New York-born artist Ellsworth Kelly was a painter, sculptor, and printmaker known especially for creating single or multiple panels: rectangular, curved or square. Kelly rose to fame during the post-war art world as one of the first artists to create irregularly shaped canvases. His bright, multi-paneled, largely monochromatic canvases did not adhere to any one artistic movement, and therefore highly influenced the development of Minimalism, Color Field, Hard-edge painting and Pop Art.
Ellsworth Kelly was born in Newburgh, New York and grew up in northern New Jersey, where he spent much of his time observing nature. This would later inform his unique perspective on the art world. In 1943, Kelly enlisted in the army serving in France, England and Germany. His highly visual experiences with camouflage and shadows shaped Kelly’s aesthetic and future career.
After Kelly returned to America in 1954, he found the art world hard to break into. Kelly had his first exhibition at Betty Parsons’ Gallery, but wasn’t too popular, as he was considered more of a European artist. In May of 1949, while Kelly was still in Paris, he had begun to paint his first abstract paintings. In his famous painting Red Blue Green, the bold red and blue shapes contrast and resonate with the solid green background. Tensions between the ‘figure’ and the ‘ground’ were of great significance in his work, as he aimed to establish dynamism within otherwise flat surfaces. Another painting titled Colors for a Large Wall (1951) introduced his view of paintings as objects, where the painting was comprised of many smaller objects (panels) that just happened to collide.
In addition to paintings, Kelly also began drawing plants and flowers in the late 1940s.

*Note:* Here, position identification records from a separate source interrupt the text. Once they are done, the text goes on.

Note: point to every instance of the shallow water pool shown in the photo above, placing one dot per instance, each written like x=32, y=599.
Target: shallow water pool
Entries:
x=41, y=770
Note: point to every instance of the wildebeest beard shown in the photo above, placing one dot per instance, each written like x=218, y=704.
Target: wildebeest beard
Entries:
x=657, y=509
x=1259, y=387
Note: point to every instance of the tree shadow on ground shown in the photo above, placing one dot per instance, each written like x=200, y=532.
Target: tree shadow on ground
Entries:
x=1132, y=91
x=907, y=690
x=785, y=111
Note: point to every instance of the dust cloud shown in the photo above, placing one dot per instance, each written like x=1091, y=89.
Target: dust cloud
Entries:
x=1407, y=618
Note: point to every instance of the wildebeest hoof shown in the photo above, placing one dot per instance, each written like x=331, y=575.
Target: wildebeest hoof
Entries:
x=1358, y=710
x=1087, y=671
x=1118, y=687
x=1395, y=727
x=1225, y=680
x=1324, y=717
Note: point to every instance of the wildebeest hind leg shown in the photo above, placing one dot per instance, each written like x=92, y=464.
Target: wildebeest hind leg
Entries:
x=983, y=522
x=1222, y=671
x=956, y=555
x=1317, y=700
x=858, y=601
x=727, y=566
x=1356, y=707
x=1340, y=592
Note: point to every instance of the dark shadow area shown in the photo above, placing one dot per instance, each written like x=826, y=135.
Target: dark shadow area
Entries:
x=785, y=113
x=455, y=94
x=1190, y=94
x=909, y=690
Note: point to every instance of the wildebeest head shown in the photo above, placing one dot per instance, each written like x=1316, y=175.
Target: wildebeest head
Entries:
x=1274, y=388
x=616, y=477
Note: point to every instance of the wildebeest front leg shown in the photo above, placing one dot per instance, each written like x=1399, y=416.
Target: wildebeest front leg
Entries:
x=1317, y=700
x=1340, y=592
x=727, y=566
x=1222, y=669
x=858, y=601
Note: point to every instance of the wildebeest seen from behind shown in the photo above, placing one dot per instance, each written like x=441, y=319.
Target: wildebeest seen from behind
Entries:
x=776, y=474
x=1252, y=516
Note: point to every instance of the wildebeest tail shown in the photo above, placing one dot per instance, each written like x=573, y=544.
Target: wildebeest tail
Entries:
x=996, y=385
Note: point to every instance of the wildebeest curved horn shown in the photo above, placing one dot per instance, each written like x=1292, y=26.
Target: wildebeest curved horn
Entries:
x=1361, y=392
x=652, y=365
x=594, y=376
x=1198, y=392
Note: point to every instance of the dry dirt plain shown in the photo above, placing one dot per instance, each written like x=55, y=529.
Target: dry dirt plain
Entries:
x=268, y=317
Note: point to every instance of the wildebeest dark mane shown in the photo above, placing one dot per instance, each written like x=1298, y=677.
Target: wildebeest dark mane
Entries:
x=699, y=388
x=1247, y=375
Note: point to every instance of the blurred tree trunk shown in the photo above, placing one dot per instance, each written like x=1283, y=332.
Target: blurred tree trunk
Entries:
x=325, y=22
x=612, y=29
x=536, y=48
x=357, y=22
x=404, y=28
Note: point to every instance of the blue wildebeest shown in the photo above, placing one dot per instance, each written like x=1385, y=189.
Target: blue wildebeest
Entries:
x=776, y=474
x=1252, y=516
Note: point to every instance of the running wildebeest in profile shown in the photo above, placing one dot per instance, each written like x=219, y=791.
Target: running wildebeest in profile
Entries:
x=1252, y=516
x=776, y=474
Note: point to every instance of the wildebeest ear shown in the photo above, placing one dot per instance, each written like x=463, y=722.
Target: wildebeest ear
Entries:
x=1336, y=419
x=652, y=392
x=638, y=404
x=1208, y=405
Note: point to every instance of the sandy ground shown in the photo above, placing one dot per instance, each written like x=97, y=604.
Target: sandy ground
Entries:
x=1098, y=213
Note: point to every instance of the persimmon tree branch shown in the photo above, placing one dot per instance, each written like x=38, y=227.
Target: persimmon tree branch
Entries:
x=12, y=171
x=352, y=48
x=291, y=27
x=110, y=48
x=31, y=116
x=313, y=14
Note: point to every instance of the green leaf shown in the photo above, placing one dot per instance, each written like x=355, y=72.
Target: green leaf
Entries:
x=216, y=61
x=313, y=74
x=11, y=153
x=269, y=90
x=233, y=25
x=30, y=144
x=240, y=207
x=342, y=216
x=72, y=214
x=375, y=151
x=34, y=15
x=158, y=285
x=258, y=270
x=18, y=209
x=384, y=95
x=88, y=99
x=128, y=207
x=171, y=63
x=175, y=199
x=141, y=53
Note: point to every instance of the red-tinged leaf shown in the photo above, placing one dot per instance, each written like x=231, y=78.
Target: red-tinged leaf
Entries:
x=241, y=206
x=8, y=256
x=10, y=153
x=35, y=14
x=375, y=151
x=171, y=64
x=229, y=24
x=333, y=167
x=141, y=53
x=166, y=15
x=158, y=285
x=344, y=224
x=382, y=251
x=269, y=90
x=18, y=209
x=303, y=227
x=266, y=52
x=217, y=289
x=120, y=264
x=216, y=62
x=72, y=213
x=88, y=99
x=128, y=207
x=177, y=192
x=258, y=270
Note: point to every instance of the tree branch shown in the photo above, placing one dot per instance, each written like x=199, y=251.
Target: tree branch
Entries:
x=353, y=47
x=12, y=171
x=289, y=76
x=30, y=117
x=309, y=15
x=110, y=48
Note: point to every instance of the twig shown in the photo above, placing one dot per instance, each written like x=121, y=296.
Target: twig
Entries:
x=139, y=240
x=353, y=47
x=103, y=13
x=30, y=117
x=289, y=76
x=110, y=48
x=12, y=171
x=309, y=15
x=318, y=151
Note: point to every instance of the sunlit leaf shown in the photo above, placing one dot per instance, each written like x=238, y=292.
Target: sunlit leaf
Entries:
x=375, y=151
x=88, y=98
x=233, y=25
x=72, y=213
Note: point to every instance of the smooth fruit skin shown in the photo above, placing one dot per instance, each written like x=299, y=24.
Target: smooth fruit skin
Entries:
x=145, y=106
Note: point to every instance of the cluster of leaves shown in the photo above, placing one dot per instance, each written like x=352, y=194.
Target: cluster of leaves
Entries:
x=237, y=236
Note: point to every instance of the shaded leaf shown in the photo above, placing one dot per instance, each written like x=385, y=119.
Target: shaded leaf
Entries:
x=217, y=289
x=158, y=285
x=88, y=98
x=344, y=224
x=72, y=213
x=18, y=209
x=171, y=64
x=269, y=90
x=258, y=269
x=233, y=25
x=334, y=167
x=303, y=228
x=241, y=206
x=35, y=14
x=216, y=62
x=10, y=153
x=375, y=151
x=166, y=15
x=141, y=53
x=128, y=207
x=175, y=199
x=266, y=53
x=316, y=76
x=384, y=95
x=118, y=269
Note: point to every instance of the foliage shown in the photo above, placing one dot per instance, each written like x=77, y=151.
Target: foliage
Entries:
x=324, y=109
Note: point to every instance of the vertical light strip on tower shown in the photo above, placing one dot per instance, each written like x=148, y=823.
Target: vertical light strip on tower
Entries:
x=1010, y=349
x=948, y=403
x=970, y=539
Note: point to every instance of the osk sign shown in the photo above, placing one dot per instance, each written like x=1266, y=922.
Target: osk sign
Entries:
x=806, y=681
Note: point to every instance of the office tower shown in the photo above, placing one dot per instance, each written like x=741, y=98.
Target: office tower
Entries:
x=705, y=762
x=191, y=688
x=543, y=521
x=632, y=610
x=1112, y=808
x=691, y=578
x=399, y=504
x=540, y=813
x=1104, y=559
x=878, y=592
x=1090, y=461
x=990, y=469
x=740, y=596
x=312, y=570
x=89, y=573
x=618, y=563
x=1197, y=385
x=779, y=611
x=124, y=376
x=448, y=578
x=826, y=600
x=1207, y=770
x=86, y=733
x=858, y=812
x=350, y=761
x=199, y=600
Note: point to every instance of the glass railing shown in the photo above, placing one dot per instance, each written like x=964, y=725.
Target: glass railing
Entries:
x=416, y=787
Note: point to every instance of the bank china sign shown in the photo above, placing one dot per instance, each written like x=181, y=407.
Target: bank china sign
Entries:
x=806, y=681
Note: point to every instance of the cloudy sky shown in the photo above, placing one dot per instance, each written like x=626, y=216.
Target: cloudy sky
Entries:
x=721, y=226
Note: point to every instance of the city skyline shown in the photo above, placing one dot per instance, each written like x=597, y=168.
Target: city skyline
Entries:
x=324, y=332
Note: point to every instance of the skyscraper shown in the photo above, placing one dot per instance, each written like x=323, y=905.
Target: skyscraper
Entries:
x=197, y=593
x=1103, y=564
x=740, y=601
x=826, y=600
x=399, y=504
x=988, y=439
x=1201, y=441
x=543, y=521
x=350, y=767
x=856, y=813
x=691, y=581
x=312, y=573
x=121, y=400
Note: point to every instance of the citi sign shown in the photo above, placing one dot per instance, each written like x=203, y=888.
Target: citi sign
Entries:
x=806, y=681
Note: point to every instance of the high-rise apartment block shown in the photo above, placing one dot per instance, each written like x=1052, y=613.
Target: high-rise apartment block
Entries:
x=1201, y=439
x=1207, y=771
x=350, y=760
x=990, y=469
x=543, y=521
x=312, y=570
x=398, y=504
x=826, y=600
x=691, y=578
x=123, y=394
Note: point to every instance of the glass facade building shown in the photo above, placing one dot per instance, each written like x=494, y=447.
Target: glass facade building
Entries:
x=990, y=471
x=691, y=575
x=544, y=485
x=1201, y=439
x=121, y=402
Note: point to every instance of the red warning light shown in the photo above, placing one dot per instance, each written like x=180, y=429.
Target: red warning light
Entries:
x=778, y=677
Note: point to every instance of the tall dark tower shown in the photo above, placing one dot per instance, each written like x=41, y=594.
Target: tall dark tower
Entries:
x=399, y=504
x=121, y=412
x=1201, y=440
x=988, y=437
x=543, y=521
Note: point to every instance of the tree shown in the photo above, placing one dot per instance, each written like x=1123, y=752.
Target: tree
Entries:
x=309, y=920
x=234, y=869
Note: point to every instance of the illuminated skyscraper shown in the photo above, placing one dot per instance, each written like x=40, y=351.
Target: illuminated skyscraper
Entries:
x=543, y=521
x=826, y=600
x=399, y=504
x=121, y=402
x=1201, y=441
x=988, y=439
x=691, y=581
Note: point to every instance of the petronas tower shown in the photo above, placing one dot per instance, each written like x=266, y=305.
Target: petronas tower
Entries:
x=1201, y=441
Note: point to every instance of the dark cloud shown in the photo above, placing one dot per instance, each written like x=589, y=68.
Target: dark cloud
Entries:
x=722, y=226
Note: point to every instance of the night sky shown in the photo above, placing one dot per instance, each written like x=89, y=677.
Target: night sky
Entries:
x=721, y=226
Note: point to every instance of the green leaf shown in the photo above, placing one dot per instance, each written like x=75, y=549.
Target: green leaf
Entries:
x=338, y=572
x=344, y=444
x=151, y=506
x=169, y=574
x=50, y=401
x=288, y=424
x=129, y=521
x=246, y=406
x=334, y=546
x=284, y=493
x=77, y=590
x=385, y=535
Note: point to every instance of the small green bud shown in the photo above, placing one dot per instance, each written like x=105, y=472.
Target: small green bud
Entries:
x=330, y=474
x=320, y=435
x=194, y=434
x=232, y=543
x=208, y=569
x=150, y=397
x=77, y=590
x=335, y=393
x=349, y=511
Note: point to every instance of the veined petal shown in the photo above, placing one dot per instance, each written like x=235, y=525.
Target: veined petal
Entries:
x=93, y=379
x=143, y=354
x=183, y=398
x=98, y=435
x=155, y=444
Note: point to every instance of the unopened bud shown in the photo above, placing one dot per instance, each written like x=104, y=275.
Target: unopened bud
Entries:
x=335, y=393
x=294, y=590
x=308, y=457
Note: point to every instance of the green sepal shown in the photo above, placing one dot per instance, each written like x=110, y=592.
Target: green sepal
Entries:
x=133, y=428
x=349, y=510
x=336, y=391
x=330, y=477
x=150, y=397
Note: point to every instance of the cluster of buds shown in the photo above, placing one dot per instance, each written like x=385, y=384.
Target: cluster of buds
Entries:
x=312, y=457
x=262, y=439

These drawings depicted contours of leaves, stems and flowers in clean strokes of pen or pencil and centered on the page. While living in Paris, he became inspired by the likes of Henri Matisse and Jean Arp, while also experimenting with reductive geometry in paint and wood. During the mid-1960s, Kelly took up printmaking and produced his Suite of Twenty-Seven Lithographs (1964-66) with Maeght Éditeur in Paris.
Although Kelly was best-known for his paintings, he also worked with sculpture throughout his career. One of Kelly’s first wood sculptures, Concorde Relief I (1958) reveals the balance between two rectangular forms layered on top of each other. Kelly would often create his pieces using a succession of ideas on various forms. For example, he would start off with a drawing, which would then be enhanced to create a print. After the print, Kelly would create a freestanding piece that would later be turned into a sculpture.
Recently, Kelly organized a show of Matisse drawings at the Mount Holyoke College Art Museum in Massachusetts. Even more recently, he curated Monet/Kelly at the Clark Art Institute. For more than six decades, Ellsworth Kelly has focused on the visual elements of form, color, and scale. You can view his work at The Tate Modern in London, which is open to the public everyday. One piece of his work you will find on display is called Orange Relief with Green. This large, asymmetrical abstract painting is made up of two canvases: one in bright orange and the other in bright green. The panels in the work are seen as challenging the traditional figure: the subject is set against the background, which is visible by means of contrast. Several other pieces on display include famous works such as Black Square with Blue and White Curve.
Some may think that Kelly’s work is too simple, but that is what makes it interesting. It is what lies between the lines, shadows, reflection, as well as the colors and shapes that occupy the space that have piqued the interest of art lovers around the world.
On December 27, 2015, Ellsworth Kelly passed away at the age of 92 in his home in Spencertown, New York.